In some cases, this is necessary for security. For instance, Touch ID and Face ID sensors need to be properly linked with the Secure Enclave to prevent the possibility of fake or malicious hardware components being connected in an attempt to bypass the secure authentication. Other components like displays, batteries, and cameras must be calibrated to ensure proper operation and that they’re “genuine Apple parts.” Some repair experts question how necessary this is, but it is what it is — Apple’s game, Apple’s rules.

The ability to run this System Configuration process after ordering genuine Apple parts and swapping them in yourself is another advantage of Apple’s Self Service Repair program. Without that step, things won’t work correctly; at the very least, you’ll get warnings about a “non-genuine” Apple part, and at worst, you could end up with broken features like Face ID or battery health.
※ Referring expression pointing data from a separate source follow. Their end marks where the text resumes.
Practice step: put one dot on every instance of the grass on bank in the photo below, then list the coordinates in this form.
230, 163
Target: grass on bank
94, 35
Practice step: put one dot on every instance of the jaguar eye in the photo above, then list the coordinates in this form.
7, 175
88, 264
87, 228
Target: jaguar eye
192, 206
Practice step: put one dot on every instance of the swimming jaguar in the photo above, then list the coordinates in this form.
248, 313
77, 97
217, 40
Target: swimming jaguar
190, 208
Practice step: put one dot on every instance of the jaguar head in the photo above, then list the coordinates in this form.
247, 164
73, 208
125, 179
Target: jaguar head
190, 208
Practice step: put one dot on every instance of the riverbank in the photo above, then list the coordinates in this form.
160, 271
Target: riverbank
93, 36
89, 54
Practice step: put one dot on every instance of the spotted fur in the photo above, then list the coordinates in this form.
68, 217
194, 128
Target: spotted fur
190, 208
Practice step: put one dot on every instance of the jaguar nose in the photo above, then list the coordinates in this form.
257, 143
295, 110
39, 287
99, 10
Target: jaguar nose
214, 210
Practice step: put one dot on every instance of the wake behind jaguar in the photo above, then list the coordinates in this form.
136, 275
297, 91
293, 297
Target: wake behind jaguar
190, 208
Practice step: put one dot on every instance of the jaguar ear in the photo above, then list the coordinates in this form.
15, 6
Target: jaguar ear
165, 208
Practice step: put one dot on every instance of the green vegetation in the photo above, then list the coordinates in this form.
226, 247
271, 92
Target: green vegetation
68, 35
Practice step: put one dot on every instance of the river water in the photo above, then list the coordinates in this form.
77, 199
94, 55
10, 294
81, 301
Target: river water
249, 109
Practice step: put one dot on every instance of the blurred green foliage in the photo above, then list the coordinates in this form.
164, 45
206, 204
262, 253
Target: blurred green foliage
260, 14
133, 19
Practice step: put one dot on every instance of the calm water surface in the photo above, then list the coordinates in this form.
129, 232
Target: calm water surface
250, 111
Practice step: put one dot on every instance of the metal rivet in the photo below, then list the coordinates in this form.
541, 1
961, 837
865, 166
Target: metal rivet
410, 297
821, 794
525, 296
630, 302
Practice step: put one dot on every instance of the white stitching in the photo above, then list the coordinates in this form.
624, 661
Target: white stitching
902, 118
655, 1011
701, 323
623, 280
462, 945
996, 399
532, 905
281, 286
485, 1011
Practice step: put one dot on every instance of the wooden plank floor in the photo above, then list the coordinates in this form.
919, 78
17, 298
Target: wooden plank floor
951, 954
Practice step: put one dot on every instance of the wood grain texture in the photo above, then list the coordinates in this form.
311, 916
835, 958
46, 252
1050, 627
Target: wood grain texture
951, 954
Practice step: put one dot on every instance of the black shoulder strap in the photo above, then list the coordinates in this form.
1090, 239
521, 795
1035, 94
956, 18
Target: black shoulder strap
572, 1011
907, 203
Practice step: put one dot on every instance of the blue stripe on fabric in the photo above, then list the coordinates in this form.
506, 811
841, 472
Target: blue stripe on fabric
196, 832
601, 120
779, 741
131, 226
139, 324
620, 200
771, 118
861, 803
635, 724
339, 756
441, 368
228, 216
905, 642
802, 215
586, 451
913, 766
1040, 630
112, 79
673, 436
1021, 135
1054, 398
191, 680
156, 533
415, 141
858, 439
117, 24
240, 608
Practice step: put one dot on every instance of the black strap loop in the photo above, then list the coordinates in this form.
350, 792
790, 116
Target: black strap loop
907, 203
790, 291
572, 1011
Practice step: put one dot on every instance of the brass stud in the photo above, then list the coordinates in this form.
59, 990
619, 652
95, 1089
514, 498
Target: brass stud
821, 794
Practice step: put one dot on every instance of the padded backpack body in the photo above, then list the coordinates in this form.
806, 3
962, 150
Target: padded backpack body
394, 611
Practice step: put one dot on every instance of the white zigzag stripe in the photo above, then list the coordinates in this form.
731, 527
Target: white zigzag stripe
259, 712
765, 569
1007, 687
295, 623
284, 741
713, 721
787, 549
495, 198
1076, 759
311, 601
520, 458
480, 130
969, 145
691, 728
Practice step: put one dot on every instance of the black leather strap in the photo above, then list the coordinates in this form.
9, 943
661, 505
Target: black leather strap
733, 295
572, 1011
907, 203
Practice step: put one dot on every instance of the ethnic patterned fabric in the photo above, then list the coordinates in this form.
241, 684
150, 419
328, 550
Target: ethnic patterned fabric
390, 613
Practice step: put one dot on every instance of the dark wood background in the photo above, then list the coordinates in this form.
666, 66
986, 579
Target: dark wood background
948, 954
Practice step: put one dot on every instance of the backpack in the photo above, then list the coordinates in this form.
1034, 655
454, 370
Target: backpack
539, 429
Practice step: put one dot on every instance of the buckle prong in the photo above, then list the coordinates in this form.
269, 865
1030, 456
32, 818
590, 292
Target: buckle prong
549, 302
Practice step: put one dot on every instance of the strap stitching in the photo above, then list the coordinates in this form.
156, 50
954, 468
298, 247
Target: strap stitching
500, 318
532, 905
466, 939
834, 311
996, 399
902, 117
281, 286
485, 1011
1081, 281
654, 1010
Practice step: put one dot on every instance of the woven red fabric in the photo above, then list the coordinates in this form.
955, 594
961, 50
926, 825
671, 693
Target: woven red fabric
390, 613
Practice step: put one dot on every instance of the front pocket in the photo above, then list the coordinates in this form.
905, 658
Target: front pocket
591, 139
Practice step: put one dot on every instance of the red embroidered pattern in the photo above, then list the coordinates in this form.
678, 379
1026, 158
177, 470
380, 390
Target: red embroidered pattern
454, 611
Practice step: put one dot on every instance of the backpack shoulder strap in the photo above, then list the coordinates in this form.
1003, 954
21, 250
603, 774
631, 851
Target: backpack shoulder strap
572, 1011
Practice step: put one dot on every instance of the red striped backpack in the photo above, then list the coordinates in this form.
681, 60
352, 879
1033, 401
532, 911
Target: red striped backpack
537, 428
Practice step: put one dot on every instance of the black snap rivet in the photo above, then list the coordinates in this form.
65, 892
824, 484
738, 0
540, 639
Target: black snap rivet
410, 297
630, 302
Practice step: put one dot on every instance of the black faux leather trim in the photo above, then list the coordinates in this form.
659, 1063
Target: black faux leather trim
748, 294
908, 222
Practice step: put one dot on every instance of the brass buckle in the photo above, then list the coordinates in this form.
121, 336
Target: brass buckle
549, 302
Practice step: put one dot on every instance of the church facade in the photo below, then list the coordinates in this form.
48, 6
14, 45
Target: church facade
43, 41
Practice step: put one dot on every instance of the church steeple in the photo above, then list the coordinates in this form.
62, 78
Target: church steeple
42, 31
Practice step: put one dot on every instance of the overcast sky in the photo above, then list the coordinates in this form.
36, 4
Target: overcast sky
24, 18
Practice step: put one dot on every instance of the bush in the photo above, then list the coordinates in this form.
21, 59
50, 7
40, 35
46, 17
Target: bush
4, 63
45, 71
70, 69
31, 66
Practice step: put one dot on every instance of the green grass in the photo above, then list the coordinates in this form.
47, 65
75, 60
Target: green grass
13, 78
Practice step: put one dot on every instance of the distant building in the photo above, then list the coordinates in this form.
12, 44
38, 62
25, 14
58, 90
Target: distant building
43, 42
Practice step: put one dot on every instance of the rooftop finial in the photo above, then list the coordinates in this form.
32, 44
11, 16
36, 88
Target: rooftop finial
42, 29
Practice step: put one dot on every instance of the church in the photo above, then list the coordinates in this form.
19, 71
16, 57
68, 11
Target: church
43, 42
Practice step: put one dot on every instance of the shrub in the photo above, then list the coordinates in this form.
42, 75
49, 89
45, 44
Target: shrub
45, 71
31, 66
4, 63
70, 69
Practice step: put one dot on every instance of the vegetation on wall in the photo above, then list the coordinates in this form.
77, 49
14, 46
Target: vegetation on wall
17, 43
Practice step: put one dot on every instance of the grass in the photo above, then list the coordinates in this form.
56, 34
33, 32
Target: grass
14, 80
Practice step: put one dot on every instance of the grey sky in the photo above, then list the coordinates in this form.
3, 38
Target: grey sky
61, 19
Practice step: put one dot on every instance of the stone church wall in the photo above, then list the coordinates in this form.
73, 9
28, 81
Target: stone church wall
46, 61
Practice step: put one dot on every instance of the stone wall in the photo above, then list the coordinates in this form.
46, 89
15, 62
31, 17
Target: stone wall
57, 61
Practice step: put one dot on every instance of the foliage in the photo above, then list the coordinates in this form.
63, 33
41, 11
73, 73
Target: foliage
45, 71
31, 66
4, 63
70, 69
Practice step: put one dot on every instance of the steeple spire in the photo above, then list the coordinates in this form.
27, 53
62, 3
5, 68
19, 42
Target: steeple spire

Initially, the System Configuration required a phone call to Apple’s Self Service Repair support team, who would need to run the final step of the repair based on the serial number of your device and the parts they had sent you. Thankfully, Apple is simplifying this process:

“Self Service Repair users can now initiate System Configuration by placing their devices into Diagnostics mode and following onscreen prompts. Users no longer need to contact the Self Service Repair support team to run the final step of a repair, but the team will still be available to assist as needed.”

In addition to the iPhone 14 and M2 MacBooks, Apple is also adding the True Depth camera and top speaker for iPhone 12 and iPhone 13 models to the Self Service Repair program.